The city is being prettified these days for the Commonwealth Youth Games. There are shiny new signposts on roads, there are reflective cat’s eyes being pasted at regular intervals so people can see where the road ends at night, and the stripes are being repainted every which way.
Which is all a bit sad, really. This drive to show people that we look good, when, for the rest of the year, they can see that we don’t. We’re not the kind of country where people don’t know what we don’t tell them. Everyone with reasonably clear eyesight sees us as we are. It’s a bit like a chronic drunk suiting up for a wedding party. The clothes might be clean, but the reddened eyes with bags under them and the belly poking out between shirt buttons tell the story.

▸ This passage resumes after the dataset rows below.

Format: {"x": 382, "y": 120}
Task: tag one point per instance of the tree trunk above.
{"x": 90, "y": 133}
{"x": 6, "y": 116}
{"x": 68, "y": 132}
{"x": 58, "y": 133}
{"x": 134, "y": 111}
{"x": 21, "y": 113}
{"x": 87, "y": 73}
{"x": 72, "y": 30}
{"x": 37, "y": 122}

Some of it is mildly heartening in a sad way. Not all of the new shiny signposts are bilingual, you see. Some of them are written only in Marathi. Which, while unfair, may imply that not all of it is being done for the visitors – some of it is for us. On the other hand, it might just be that somebody in the department plain forgot, or perhaps thought that the money kept aside for the English part of the sign might be put to better use lining his/her own pocket.
I went to More the other day, as I sometimes do – mainly because they seem to have lots of useful and useless stuff side by side, which makes pointless shopping easy on the shopper – and I realised they had this odd security check which stank of bureaucratic ineptitude to me.
I did my shopping and came out and reached the security counter (this is the place where you have to put your bags before you go into the store). The guy at the counter there asked me for my bill (and, get this, not for the bag of shopping). He then stamped the bill (without checking it) with a ‘Delivered’ stamp, and gave it back to me.
I am, obviously, at a complete loss to understand what happened. And the same happens in stores all over the city. Is it a holdover from an original plan where the counter was situated inside the store? Is it actually supposed to be a longer process, involving him checking my shopping, but somewhere along the way, the actual relevant step got eliminated? Or is it simply supposed to be a customer mindfuck conspiracy within More? I think I actually like that last idea.
A sidenote – I was reading the Discworld Companion last night, and came across this:
Pratchett: … I’m mildly optimistic about Maurice, though, because one guy in Hollywood said ‘no one will want to see a movie about a bunch of rats’. That has the feel of a phrase that he’ll one day regret. You know, like ‘no one will want to see a movie where the ship sinks at the end’.